苫小牧市の新たな複合施設「苫小牧市民文化ホール」(旭町)の2026年3月オープンに向けて、市民の機運醸成を図るプレイベント「みんなで創る海 Grow up!とまこまい」が23日、市文化会館で開かれた。テーマは市民が意見を出し合って決めた「海」で、ホッキ貝を使ったワークショップと、歌や踊りのステージの2本立て。市民ら約600人がイベントを楽しみながら、約1年半後に完成する新施設へ思いをはせた。
同ホールの建設・管理運営を担う特別目的会社「氷都とまこまいパートナーズ」が主催、市民有志でつくる実行委員会が準備や運営を担った。
ワークショップは、市内在住のイラストレーター村田なちこさんが講師を務め、ホッキ貝の殻に色や模様を付け、同ホールに飾る予定のガーランドやオリジナルの楽器をつくった。苫小牧東小3年の生井彩さん(8)は「(同ホールで)飾られるのはうれしい。オープンした時には見に来たい」と笑顔を見せた。

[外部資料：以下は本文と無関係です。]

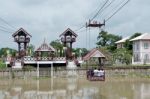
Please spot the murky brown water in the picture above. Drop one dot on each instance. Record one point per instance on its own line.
(75, 88)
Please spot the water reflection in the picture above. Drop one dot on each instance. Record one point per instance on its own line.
(74, 88)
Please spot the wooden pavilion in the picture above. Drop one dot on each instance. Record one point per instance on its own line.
(45, 52)
(95, 53)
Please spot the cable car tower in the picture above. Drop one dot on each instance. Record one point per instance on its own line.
(92, 24)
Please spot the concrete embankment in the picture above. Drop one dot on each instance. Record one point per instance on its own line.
(46, 72)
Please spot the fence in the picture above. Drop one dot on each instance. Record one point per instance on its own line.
(46, 72)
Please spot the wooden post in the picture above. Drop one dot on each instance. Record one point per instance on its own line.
(37, 70)
(51, 70)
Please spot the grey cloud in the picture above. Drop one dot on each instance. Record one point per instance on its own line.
(47, 18)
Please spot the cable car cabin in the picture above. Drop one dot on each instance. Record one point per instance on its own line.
(96, 75)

ステージではこの日のためにダンスチームを立ち上げた市内3~12歳の17人が出演。歌に合わせて絵本「スイミー」の世界観を描いたかわいらしいパフォーマンスを披露した。
この他、シンガー・ソングライターかんばやしまなぶさんや苫小牧創作芸能研究会「樽前ばやし」、地元ダンスチームなど計5組の多彩なステージが繰り広げられた。

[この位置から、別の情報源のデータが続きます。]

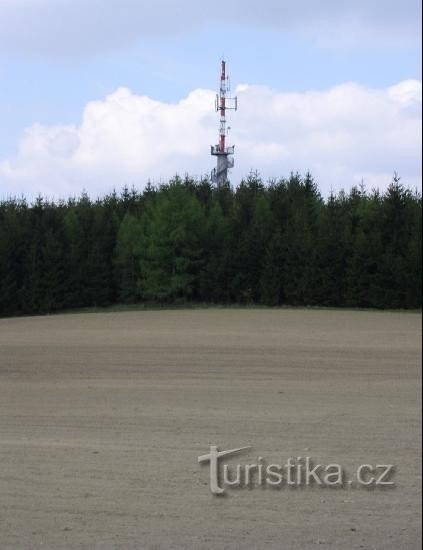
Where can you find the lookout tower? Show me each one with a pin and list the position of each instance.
(222, 151)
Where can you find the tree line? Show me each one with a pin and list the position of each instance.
(191, 241)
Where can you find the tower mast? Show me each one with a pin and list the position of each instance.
(223, 153)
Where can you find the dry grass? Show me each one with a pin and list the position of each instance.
(102, 418)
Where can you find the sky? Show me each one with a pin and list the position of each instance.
(98, 94)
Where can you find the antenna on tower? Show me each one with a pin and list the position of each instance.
(222, 151)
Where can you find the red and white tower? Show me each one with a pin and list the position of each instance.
(219, 174)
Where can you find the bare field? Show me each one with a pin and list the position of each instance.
(103, 416)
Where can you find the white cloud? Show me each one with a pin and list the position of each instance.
(78, 27)
(341, 135)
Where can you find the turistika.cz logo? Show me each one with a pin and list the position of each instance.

市内三光町の無職鈴木龍生さん(72)は「イベントはよかったが、もうちょっと人が集まってもよかったのかなと思う。これが(オープンに向けて)景気付けになれば」と期待していた。
市民ホール建設準備室によると、同ホール工事の進捗(しんちょく)率は8月末現在、23・3%。同社は「オープンに向けて、さまざまな計画をしていけたら」と話している。